人間ではない師の代わりにリリスをしつけるための人間だけあって、めざとく厳しい老婦人だ。


「主人の前で不作法な!

水くみはどうしました?階段の掃除は?」


ぺろりと舌を出し、シャンと姿勢を正してお辞儀する。


「あっ、はい!すぐにいたします!」

慌てて水汲みに急いだ。


でも、心は楽しみでいっぱいだ。

心も軽く、冷たい季節に一番辛い水汲みも苦にならない。




夜仕事が終わるのを待ちわびて自室に戻り、さっそくベッドと回りをピカピカに磨いた。


「サンタ様はどこから来られるんだろう。寒いけど今夜からは少し、窓を開けておこうかな。

あ、そうだ、肝心の靴を置いておかなきゃ。」


ロウソクで照らし、足下の靴を見る。


今履いているのは粗末な布靴で、ずいぶんくたびれてシミだらけで、元の色がわからないほど汚れている。

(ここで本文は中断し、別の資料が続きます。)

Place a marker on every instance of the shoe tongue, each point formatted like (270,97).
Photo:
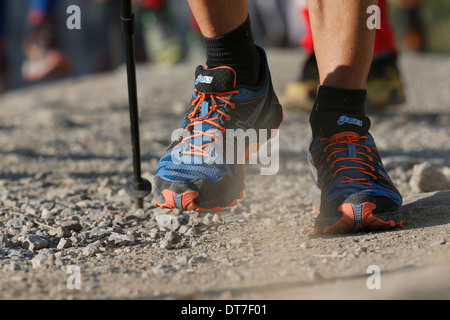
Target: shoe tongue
(329,124)
(221,79)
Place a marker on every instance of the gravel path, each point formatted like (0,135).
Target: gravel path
(65,158)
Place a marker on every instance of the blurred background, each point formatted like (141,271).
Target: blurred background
(36,45)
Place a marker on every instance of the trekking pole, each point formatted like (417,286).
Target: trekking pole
(137,188)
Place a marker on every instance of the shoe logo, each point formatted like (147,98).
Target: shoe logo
(345,119)
(203,79)
(254,116)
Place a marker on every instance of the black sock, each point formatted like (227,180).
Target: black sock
(237,50)
(337,110)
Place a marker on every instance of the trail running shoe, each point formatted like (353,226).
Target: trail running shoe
(356,191)
(384,84)
(193,174)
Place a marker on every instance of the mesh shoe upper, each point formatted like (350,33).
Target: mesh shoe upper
(347,168)
(196,158)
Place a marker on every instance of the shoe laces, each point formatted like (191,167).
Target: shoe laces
(338,145)
(215,102)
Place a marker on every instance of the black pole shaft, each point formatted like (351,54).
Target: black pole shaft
(128,31)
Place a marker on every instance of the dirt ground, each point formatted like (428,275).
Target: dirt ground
(66,156)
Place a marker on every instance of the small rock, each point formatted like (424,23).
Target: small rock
(305,245)
(426,178)
(5,242)
(43,258)
(122,239)
(64,243)
(70,225)
(171,222)
(90,250)
(162,269)
(173,237)
(34,242)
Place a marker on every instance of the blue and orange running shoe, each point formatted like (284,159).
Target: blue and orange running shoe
(356,193)
(195,172)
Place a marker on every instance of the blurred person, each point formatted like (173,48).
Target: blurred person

「駄目かなあ……これじゃあ、サンタ様ビックリして帰っちゃうかなあ……」


持っている靴はあと一足。

セフィーリアが買ってくれた物だ。

長旅ばかりしたせいで、その靴も穴が開いてボロボロだ。

そう言えば、旅の途中もやたら水が漏れて困ったのだ。


「どうしよう……サンタ様はこれにプレゼントを入れて下さるかな……汚いけど、許して下さるかな……」


新しい靴なんて到底無理だし、支給してもらえるのはベレナがもう履けないと認めた時だ。

仕方ないので、汚れがいくらかマシな外出用の靴をつくろうことにした。


ああ、たのしみ!わくわくする!


精霊の贈り物って、一体何だろう。